Schematic of a) flow-resistive pressure drop (Pfr) versus flow diagram in presence of flow-limitation and b) in case of dynamic compression of airways combined with volume dependence of resistance in the absence of choke points. In a) the arrow indicates the onset of expiratory flow limitation. In b) there are three schematic isovolume pressure/flow curves (thin lines) at 25% (#), 50% (¶) and 75% (+) vital capacity (VC). On the same plot a schematic pressure/flow loop during a tidal breath is also shown (thick line). This last plot takes into account the increase in resistance as lung volume decreases. Thus, if the expiration starts for instance at 50% of VC, the quiet-breathing (QB) loop at the beginning will be very close to the isovolume pressure/flow curve at 50% VC. Then the lung volume will decrease, leading to the separation of the QB loop from the 50% VC isovolume curve and then approaches, for instance, the 25% isovolume curve at the end of expiration.
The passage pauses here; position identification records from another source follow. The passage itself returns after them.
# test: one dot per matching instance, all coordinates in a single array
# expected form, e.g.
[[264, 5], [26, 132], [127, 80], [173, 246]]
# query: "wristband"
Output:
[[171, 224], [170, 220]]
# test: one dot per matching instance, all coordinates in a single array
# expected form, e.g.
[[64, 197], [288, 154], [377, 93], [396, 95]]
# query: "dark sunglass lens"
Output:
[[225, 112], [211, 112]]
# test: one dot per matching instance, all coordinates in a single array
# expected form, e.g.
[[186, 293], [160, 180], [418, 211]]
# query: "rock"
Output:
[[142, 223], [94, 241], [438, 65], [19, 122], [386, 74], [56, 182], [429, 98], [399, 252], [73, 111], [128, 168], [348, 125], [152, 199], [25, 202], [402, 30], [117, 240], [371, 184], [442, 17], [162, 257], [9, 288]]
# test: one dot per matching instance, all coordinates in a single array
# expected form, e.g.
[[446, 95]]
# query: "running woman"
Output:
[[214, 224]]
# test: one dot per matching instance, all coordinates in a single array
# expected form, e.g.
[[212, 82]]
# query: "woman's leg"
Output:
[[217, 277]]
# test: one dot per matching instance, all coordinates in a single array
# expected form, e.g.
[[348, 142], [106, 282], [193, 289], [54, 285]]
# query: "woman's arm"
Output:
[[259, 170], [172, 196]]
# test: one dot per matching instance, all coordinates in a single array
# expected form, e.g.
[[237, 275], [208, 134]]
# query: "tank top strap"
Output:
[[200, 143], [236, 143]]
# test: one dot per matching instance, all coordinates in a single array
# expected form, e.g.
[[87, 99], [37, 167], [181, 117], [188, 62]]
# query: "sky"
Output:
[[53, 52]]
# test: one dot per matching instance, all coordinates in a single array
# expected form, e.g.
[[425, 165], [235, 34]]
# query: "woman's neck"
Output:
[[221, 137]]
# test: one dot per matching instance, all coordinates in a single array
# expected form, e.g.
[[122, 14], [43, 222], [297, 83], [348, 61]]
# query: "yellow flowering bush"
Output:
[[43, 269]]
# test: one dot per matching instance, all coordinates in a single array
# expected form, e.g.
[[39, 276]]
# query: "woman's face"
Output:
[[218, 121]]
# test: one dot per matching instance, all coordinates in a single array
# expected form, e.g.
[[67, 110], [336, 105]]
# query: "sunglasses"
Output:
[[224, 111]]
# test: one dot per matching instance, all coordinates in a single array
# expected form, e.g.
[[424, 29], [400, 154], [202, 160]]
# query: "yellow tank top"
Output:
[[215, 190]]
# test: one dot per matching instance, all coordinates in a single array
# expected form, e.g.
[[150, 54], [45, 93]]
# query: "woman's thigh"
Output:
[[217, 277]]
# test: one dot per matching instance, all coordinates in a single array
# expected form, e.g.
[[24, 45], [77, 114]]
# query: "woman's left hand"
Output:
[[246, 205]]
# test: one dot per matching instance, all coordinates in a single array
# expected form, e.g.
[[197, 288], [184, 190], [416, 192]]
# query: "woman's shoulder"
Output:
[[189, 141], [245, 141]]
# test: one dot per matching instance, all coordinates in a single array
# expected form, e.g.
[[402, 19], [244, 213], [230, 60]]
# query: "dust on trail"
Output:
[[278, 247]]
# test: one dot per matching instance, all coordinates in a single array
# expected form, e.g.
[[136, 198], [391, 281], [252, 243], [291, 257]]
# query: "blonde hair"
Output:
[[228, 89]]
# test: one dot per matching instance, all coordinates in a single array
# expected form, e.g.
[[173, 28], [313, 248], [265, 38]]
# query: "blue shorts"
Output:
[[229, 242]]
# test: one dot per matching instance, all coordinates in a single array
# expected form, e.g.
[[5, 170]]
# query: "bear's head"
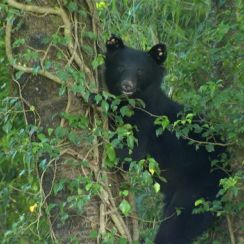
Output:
[[132, 72]]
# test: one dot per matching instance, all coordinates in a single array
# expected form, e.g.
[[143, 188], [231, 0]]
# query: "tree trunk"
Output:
[[51, 47]]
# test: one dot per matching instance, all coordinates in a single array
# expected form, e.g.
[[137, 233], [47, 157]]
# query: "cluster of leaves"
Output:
[[205, 71]]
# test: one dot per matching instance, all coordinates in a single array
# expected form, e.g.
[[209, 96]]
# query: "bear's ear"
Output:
[[114, 43], [158, 53]]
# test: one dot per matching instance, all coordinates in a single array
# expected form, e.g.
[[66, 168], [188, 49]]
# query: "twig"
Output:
[[232, 237], [20, 67]]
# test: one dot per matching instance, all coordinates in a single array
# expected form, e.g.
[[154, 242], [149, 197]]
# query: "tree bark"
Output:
[[40, 81]]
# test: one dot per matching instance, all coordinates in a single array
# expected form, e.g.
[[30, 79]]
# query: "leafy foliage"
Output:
[[204, 70]]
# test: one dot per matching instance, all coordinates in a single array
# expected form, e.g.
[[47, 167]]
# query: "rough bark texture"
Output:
[[36, 23]]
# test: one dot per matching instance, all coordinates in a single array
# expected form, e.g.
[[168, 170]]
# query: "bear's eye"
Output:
[[120, 68], [139, 71]]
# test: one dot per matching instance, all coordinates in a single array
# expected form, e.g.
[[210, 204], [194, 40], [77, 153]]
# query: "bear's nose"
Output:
[[127, 86]]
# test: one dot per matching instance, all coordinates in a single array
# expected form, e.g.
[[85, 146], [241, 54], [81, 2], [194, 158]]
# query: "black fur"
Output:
[[188, 172]]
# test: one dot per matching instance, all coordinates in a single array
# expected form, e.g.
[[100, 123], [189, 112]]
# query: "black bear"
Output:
[[139, 74]]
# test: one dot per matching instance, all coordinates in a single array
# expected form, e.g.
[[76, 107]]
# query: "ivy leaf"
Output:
[[156, 187], [125, 207]]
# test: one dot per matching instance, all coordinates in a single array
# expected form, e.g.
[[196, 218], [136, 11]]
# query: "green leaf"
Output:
[[125, 207], [156, 187]]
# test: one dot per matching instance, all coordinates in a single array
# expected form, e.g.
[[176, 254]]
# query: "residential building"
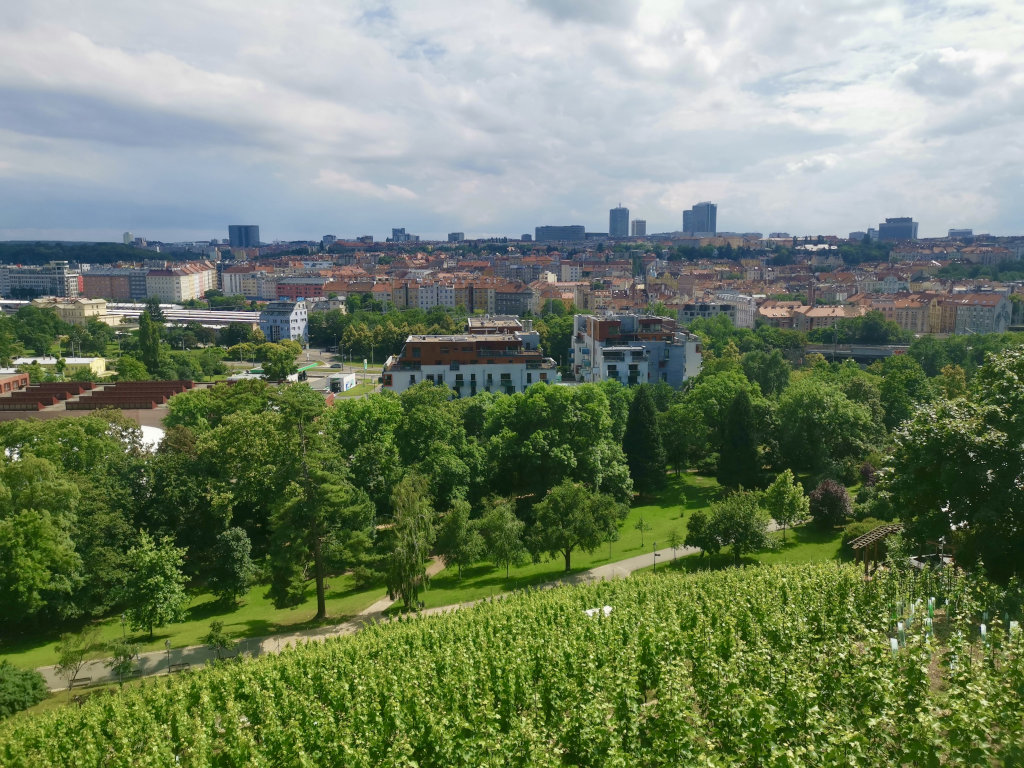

The schematic was drawn by hand and the values of 50 and 25% of VC for end inspiration and end expiration are arbitrary and considered only for clarity.
Ideally, the authors would have preferred a gold standard methodology that only detected complete EFL produced by choke points. In practice, the comparator used encompassed the possibility of no flow limitation with volume dependence of resistance combined with early dynamic compression of airways insufficient to limit flow and also of partial EFL by choke points in some parallel pathways but not in others. Measurement of Xrs is likely to be insensitive to the volume-dependent effects, sensitive to complete EFL and intermediate with partial EFL. A false-positive M‐W analysis due to early dynamic compression and volume dependence of resistance would appear as a lack of sensitivity of Xrs indices to detect EFL. As this was never seen over the optimal range of threshold values (table 2⇑ and fig. 4⇑), false-positive results with this method are probably rare.
If partial flow limitation had caused a false-positive M‐W analysis that was also detected by Xrs analysis, the sensitivity curves in figure 4⇑ would have reached 100% earlier, leading to a large optimal range. The fact that these ranges were small for Xexp and Xpeak-to-peak argues against this being a significant problem. If Xrs analysis were insensitive to partial EFL it would again reduce the test sensitivity, which was not the case.
The transition from NFL expiration to complete EFL has not been carefully studied. Sophisticated modelling combined with careful physiological measurements during this transition are needed to clarify this issue. The forced oscillation method can help by giving a quantitative estimate of the degree of EFL. Xrs should fall as each new choke point develops by an amount dependent on the elastic properties of that part of the tracheobronchial tree subtended by the airway in which the choke point occurs. However, the degree of Xrsreduction during EFL also depends on the mechanical properties of airway walls (which may be hypercompliant in COPD 22) and on the location of the choke points. Nevertheless, in this study, the intrasubject variability of airway wall properties or location of choke points did not prevent the definition of a single threshold value (independent from subject characteristics) that reliably indicates the presence or absence of EFL.
In this study, the authors have developed indices from Xrs measurements that detect EFL robustly. From these indices they were able to identify threshold values, obtained in a limited number of patients, between which sensitivity and specificity were 100%. In a larger patient population it is possible that these thresholds may change somewhat. This clear separation of values also precluded the use of receiver operator characteristic analysis.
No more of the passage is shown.